“I’m ready to lock up the room, sir.”
He staggered to his feet, thrust the legal envelope in his pocket, went downstairs and into the street.
The sedans rolled up and down the avenue. People stepped out in front of brilliantly lit residences, a happy care-free crowd, or were they like him, a lie?
He moved mechanically, elbowing his way through the mass of theatre-goers, gradually getting down into the business district, quiet, dark. He stood before his old home, huddled together as if shrinking away from the giant buildings on either side, unlocked the door; there was an odor like a crypt. He struck a match, lit the half-burnt candle on the hall stand, held it high, peering into the corners, through open doors, taking in every well-known detail—the straight-back mahogany chairs covered with mulberry velvet, the “tidies.” He could see the shuttle in his mother’s delicate fingers dancing in and out of the white thread—the rag rugs made by his grandmother. People were hunting for them in little country villages; antiquarians were reproducing them by thousands; but these were his rags. He went slowly up the narrow stairs; the creaking of the boards used to anger him when his mother was ill. He looked out at the desolate garden through little glass panes, just large enough for a boy’s face. He saw himself again gloating over the first snow-storm, running down to the cellar for his sled, his feet dancing impatiently whilst Prudence tied the soft warm shawl she had knitted for him about his head and neck.

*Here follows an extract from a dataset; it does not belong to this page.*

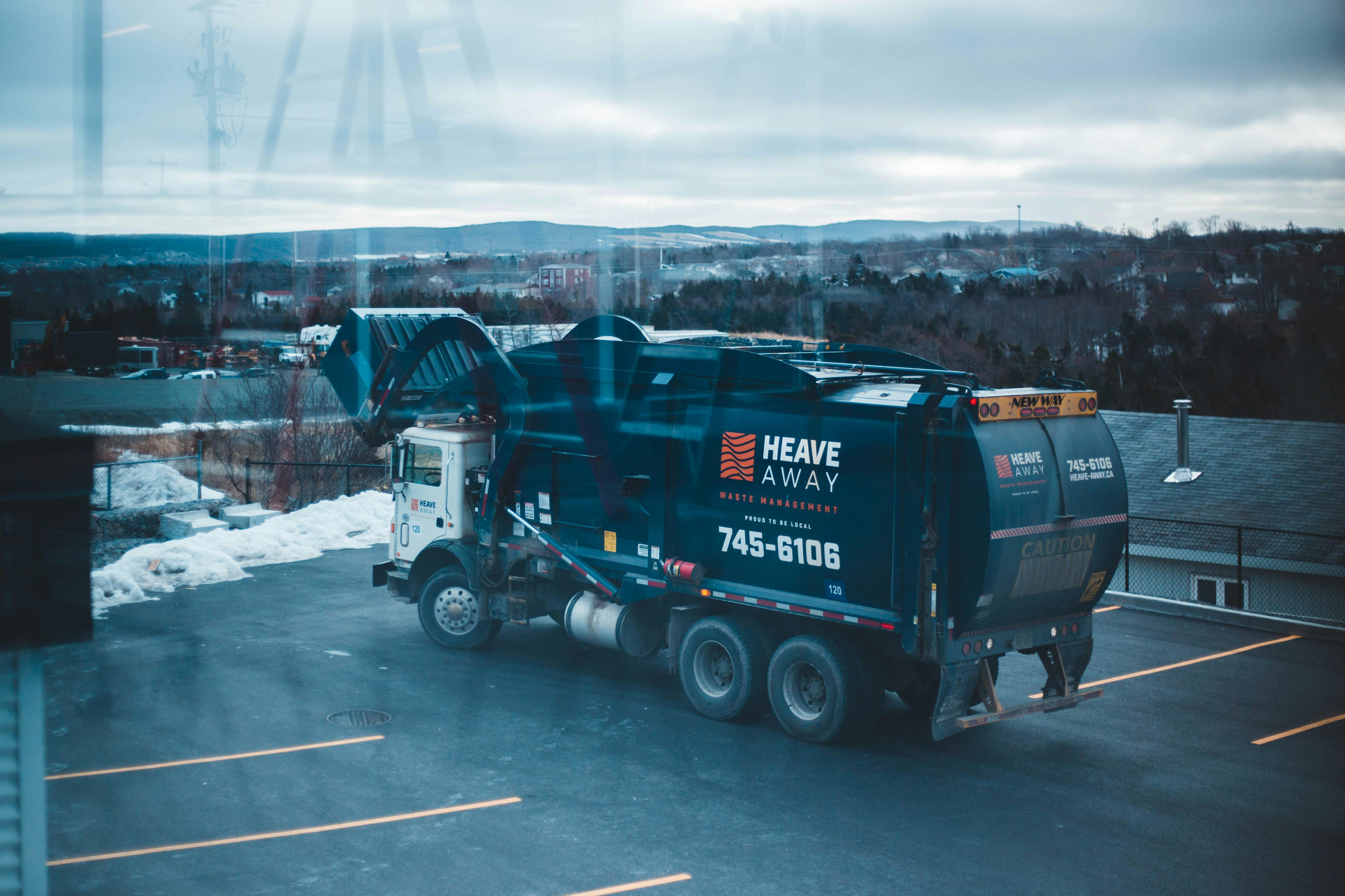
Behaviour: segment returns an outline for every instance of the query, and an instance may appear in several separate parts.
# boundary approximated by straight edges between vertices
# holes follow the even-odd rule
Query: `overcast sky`
[[[382,164],[363,89],[332,159],[356,0],[313,0],[260,192],[301,0],[221,4],[218,46],[246,90],[225,105],[213,206],[187,74],[202,16],[105,0],[106,197],[85,211],[70,197],[71,1],[0,4],[0,228],[995,220],[1020,203],[1025,219],[1145,231],[1209,215],[1345,226],[1340,0],[370,1],[425,26],[401,58],[383,39]],[[456,27],[473,15],[479,31]],[[398,77],[412,56],[437,165]],[[167,197],[152,157],[176,163]]]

He stopped at the first landing. The old clock was covered with dust; he found the key inside, wound it, set it right; its ticking echoed through the house; it seemed to him like a human thing whose heart had stopped for fright, then commenced to beat again in glad relief. He opened the door of the bedroom. Here he had brought his bride, here his boy was born, here he had watched Martin holding his wife in his arms. On the dressing-table was a faded rose; it fell to pieces in his hand. He went up to his father’s workshop; the images took on life in the flicker of the candle light—the Negro, the Italian shoe boy, his mother clasping him in her arms, an unfinished bust of his father, Rip Van Winkle with his head smashed—he took it all in; a life picture, the background stretching out in the full sunlight of generations, an old landscape. He was framed in it—he himself—that self, simple, sentimental, ideal, old-fashioned—the self that was not cynical, reckless, material, and all the things we call “modern.” He scented the smell of fallen plaster, felt the shaking of timbers; the wreckers had him under the hammer, destroying his foundations.

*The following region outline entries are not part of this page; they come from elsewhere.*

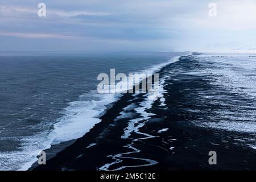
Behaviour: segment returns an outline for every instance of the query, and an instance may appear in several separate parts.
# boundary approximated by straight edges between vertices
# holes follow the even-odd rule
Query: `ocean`
[[[26,170],[43,150],[81,137],[119,94],[101,73],[152,73],[184,52],[1,52],[0,169]]]
[[[1,169],[77,138],[35,169],[256,169],[256,53],[188,54],[1,56]],[[98,94],[111,68],[159,73],[159,94]]]

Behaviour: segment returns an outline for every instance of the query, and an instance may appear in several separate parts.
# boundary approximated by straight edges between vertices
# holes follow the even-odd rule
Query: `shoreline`
[[[172,57],[170,61],[168,61],[167,62],[161,64],[160,65],[157,65],[155,66],[153,68],[148,68],[147,69],[147,72],[148,72],[149,71],[152,71],[153,72],[154,72],[154,73],[158,73],[164,67],[168,65],[169,64],[172,64],[174,63],[175,63],[176,61],[179,61],[180,60],[180,57],[184,57],[184,56],[187,56],[191,55],[192,54],[192,53],[188,53],[188,54],[186,54],[186,55],[184,55],[175,56],[175,57]],[[144,72],[147,72],[147,70],[144,71]],[[118,99],[116,101],[114,101],[113,102],[111,102],[111,103],[109,104],[108,105],[107,105],[106,106],[106,107],[107,107],[107,109],[106,110],[104,111],[102,114],[100,114],[100,117],[97,117],[97,118],[98,118],[98,119],[101,119],[101,121],[100,122],[98,123],[96,123],[94,126],[93,126],[92,128],[91,128],[91,129],[93,129],[97,124],[100,124],[100,123],[101,123],[102,122],[102,118],[104,118],[104,115],[105,115],[106,113],[107,112],[108,112],[109,110],[110,109],[112,108],[113,105],[116,104],[116,102],[117,102],[119,100],[121,100],[124,96],[123,94],[118,94],[121,95],[121,96],[118,97]],[[91,132],[91,129],[90,129],[88,132],[86,133],[85,134],[85,135],[86,135],[86,134],[88,133]],[[82,137],[83,136],[80,137],[80,138],[82,138]],[[65,141],[65,142],[61,142],[59,144],[51,145],[50,148],[44,150],[44,151],[46,151],[46,152],[47,154],[49,154],[49,155],[47,155],[47,160],[49,160],[49,159],[55,157],[58,153],[59,153],[60,152],[61,152],[63,150],[65,150],[67,147],[68,147],[70,146],[71,146],[78,139],[80,139],[80,138],[76,138],[76,139],[72,139],[71,140],[68,140],[68,141]],[[31,166],[31,167],[30,167],[27,169],[27,170],[28,171],[33,170],[34,168],[36,168],[38,166],[39,166],[39,165],[37,163],[37,161],[36,161],[36,162],[35,162],[34,163],[32,163],[32,164]]]
[[[167,74],[170,70],[179,70],[181,67],[190,71],[193,65],[188,64],[187,61],[196,64],[196,61],[189,56],[180,59],[182,61],[169,64],[159,72]],[[102,121],[89,133],[47,160],[47,165],[38,166],[32,169],[96,171],[102,169],[103,166],[107,166],[103,168],[109,170],[139,171],[256,169],[256,151],[246,146],[238,146],[233,142],[234,136],[245,134],[197,127],[189,122],[197,116],[196,113],[195,115],[184,110],[190,107],[186,103],[192,102],[191,104],[195,104],[193,102],[201,101],[194,98],[193,95],[191,98],[187,97],[199,89],[211,87],[203,78],[182,73],[182,75],[179,75],[179,80],[168,80],[165,84],[167,105],[161,106],[160,101],[156,100],[152,107],[145,109],[147,113],[154,114],[150,115],[146,121],[139,121],[138,124],[144,126],[138,129],[137,133],[130,133],[131,138],[122,137],[124,129],[131,123],[131,119],[139,115],[133,110],[126,109],[125,111],[132,115],[115,119],[131,104],[144,102],[143,94],[122,96],[101,118]],[[188,90],[187,87],[190,89]],[[202,110],[206,109],[204,104],[199,105]],[[142,135],[152,137],[144,138]],[[133,152],[134,148],[127,146],[135,147],[135,152]],[[218,165],[208,164],[208,152],[212,150],[217,151]],[[132,158],[128,158],[130,156]],[[150,160],[156,163],[149,166],[147,162],[145,163]]]

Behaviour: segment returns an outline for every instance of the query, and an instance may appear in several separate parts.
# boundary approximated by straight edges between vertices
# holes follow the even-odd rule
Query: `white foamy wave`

The table was littered with old newspapers and rags used in modelling; he stood for a moment motionless, like a man offering a sacrifice on the altar of his domestic gods, then he dropped the candle. Little flames started here, there, grew bigger; the illumination cast a glow over his mother’s face. She smiled at him. He shut the door, groping his way downstairs; at the gate he stopped to listen to the clear chime of the clock as it struck one, two, three....
There was no trace of the night orgy in the Park Avenue mansion. He went up to his wife’s room; she was in bed sleeping quietly. The soft-shaded lamp which burnt through the night—she had a horror of darkness—cast a soft rosy glow. “Was this beautiful creature lying there, his wife? No! No!—a legalized mistress, and he, a sensualist.”
In that moment passion burnt up in him—the body of love, the Idol, fell in ashes. He took the bill of sale from his pocket, put it beside her on the bed, then went slowly up to his room, shut the door, and burst into a loud laugh.